“God is coming for a visit. Get ready” -- essentially, that’s what Moses told the Israelites when they finally left Egyptian slavery. With over 400 years of oppression in their backpacks, God instructed Moses to prepare the Israelites for a visit from him.
Holy God set the standard for the meeting: the people were to wash their clothes and married couples were to abstain from sexual relations. They were not to touch the mountain or go near it. Three days after their preparations, God came to earth at the site of Mount Sinai. The Israelite’s witnessed a “violently” trembling mountain with dense clouds hovering, lightning strikes, and roaring thunder. Smoke billowed “up from it like smoke from a furnace” (Exodus 19:18). If that weren’t enough, a trumpet sound “grew louder and louder.” I imagine humility grew in great measure as the Israelites met God under those circumstances.
Moses later wrote, “Everyone in the camp trembled” (Exodus 19:16). The writer of Hebrews recorded, “The sight was so terrifying that Moses said, ‘I am trembling with fear’” (Hebrews 12:21). For us, the picture becomes clearer. When God displays even a portion of his power, all people instinctively recognize their smallness.
The Israelites already had primer lessons about God’s power: they had witnessed the land-destructive, economic disastrous plagues of Egypt. They had walked on a dry seabed with walls of water heaped up on each side. God had already provided three months of provisions for their company of over a million people. Future teachings also awaited them when God would care for them over forty years: their shoes or clothing would not wear, they would eat daily bread, and they would drink water in a wasteland -- all from God Almighty’s tap.
Soon after the fiery power of God displayed on the mountain, God commissioned and equipped workers to build a mobile meeting place, a symbol of his steady presence among them. Because they would travel for many years before inheriting a permanent land, a movable tent would become a meeting place for God and man. Gifted artisans would construct the tent and furnishings of worship.
One furnishing, the Ark of the Covenant measured 4 x 3 x 3 footage, still and small compared to a quaking mountain. The box’s lid, the atonement covering, had two cherubim with wings stretching over its length. God told Moses, “There, above the cover between the two cherubim, I will meet with you and give you all my commands for the Israelites” (Exodus 25:22). A smoldering mountain or a 4 x 3 x 3 meeting place for one-to-one contact present a marvelous contrast. At the mercy seat, God accommodated the smallness of man. He harnessed his glory.

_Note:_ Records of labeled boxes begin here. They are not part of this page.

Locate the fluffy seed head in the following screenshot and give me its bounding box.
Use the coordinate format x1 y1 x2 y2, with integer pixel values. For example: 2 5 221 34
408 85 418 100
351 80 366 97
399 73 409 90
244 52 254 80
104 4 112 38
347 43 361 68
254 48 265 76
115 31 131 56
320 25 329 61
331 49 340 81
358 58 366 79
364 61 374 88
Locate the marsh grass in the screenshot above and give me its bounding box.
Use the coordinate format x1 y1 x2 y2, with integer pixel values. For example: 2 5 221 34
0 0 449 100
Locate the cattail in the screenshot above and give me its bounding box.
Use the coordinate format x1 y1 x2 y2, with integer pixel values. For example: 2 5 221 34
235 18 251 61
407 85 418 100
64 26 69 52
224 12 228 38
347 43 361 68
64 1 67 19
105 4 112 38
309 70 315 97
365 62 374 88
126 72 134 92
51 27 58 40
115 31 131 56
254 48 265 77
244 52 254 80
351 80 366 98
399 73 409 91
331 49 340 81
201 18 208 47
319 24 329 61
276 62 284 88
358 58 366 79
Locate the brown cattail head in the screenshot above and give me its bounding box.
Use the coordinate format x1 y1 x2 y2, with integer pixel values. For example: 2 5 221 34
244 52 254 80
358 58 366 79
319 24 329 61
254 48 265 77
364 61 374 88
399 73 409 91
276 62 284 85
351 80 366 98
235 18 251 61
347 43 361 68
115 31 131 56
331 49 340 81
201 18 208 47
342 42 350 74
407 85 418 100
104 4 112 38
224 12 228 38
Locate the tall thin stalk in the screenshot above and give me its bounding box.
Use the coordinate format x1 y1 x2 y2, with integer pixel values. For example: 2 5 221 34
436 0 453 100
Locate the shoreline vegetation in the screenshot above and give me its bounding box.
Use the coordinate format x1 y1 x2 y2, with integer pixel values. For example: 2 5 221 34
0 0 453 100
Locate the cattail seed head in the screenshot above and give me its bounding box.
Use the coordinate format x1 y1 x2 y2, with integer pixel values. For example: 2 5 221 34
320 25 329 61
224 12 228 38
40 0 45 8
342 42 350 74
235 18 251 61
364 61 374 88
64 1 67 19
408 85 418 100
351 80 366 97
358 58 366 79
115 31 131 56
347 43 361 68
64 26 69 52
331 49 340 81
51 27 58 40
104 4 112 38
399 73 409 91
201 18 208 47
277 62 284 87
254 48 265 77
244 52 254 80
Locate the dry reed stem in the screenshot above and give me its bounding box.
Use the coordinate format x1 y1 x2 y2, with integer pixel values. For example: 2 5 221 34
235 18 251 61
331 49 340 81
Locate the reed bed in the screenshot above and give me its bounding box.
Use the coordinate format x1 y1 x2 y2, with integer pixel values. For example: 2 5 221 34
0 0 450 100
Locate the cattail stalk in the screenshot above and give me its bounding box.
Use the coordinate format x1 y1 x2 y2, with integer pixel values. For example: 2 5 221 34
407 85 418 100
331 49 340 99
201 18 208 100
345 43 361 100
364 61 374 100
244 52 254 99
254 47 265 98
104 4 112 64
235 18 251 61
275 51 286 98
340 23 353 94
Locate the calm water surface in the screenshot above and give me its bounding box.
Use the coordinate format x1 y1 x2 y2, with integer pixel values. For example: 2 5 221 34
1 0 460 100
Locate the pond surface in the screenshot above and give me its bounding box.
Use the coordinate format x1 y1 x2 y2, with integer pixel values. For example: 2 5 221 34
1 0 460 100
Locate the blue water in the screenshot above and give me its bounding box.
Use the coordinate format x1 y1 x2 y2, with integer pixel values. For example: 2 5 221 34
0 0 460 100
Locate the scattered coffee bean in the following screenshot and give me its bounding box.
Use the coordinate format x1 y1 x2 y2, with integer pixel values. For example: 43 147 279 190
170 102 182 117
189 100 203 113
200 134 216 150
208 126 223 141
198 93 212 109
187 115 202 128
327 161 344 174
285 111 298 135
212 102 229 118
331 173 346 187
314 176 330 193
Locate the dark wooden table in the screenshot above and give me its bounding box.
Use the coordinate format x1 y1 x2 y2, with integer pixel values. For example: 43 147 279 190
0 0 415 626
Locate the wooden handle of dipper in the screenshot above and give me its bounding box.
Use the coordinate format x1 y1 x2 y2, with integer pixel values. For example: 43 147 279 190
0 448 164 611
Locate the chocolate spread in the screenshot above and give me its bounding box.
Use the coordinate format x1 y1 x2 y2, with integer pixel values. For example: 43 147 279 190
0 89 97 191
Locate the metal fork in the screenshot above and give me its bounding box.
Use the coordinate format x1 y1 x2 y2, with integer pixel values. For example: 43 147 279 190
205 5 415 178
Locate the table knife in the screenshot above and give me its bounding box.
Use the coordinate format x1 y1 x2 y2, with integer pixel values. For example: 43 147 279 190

For hundreds of future years, God would meet Israel’s leaders in a less terrifying and public way at the mercy seat. Through the less intimidating meeting place, all-powerful God simply gave another brush stroke to his portrait. My small mind cannot comprehend all of God, but he ably assists those who long to know him. Much later at the right time in history, God sent his servant, Jesus. Immanuel, meaning God with us, Jesus furthered our understanding of mercy. He became the altar, the atoning sacrifice, and the mercy seat, and most of all, he showed us that God is very approachable.
The prophet Isaiah whetted Israel’s appetite for Jesus with this description: “Like a shepherd he will tend his flock, in his arm he will gather the lambs and carry them in his bosom” (40:11).
This week, imagine yourself awaking with the rest of the Israelites to that smoldering mountain and the deafening trumpet blasts. After meditating upon God’s power and your probable response to that situation, think about the cradle of God’s arms around you, tending your every need. Both displays represent God’s holiness and his ability to take care of his dear children. Our casting every worry into his capable hands remains a key to becoming humble.
Hunger for Humility (8): “I carried you on eagles’ wings and brought you to myself” (Exodus 19:4).